Make sure that any multimedia devices attached to your computer such as loud-speakers, headphones, or earplugs are properly attached. Some devices may have buttons or controls on them to switch them on, adjust the volume, or to make other adjustments. Make sure that these devices are setup optimally for you.
Some keyboards have volume-increase and volume-decrease buttons that will adjust the volume level to your preference. In addition, you can adjust the volume and other sound options from the settings in the operating system of your computer. Depending on the loud-speakers and other sound devices attached to your computer, there may additional volume and sound controls to adjust. Software tools that are used to show video or listen to audio are called "media players". Sometimes they are embedded into the web browser, and they usually have additional volume controls too. Be sure to adjust these options, and to make sure that the sound output of the system or the speakers is not muted.
Typing can be strenuous if the keyboard is not in an optimal position, or if the keys or keyboard design are not comfortable for you. Keyboards have keys with various shapes and sizes, and with different levels of softness. They also have different layouts and shapes that effect your arm and wrist positions. Make sure your keyboard is optimal for you, and consider replacing your keyboard if needed.
Many software applications, including web browsers, can be operated through the keyboard. Web browsers generally support the "Tab" key to jump from one link or form control to the next. Sometimes these links or controls may not be visible on the screen, or it may be difficult to identify which one is selected. The status bar of the browser window may indicate where a link leads to, and sometimes enlarging text and images helps you identify the links or controls on the web page. Other common keyboard commands include:
Pointing devices, such as the mouse or the touchpad on some laptop computers, can be difficult to use. There are a number of alternate devices which may be more optimal for you, and there are many settings that can be customized, including slowing down the mouse or enlarging the mouse-pointer on the screen.

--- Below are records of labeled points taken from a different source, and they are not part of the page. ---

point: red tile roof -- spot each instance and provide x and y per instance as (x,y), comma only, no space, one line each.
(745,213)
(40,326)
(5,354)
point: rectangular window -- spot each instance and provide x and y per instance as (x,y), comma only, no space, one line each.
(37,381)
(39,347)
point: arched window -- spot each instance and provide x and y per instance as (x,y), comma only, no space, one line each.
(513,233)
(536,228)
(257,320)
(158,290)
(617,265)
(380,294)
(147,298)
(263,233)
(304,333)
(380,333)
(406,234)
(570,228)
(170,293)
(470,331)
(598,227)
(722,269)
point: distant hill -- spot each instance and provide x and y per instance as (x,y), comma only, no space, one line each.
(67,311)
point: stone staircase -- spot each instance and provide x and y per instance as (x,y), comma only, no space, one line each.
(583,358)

Most computer operating systems provide options to adjust the mouse settings. In particular, you can adjust the sensitivity of the mouse to movement, in order to slow it down. You can also adjust the period between two clicks that is needed to initiate a "double-click" (typically used to launch software applications from the desktop), or you can adjust the configuration of the mouse buttons for left-hand or right-hand use. Many web browsers also support "mouse gestures", so that specific mouse movement or mouse-button patterns can be set as shortcuts to computer commands.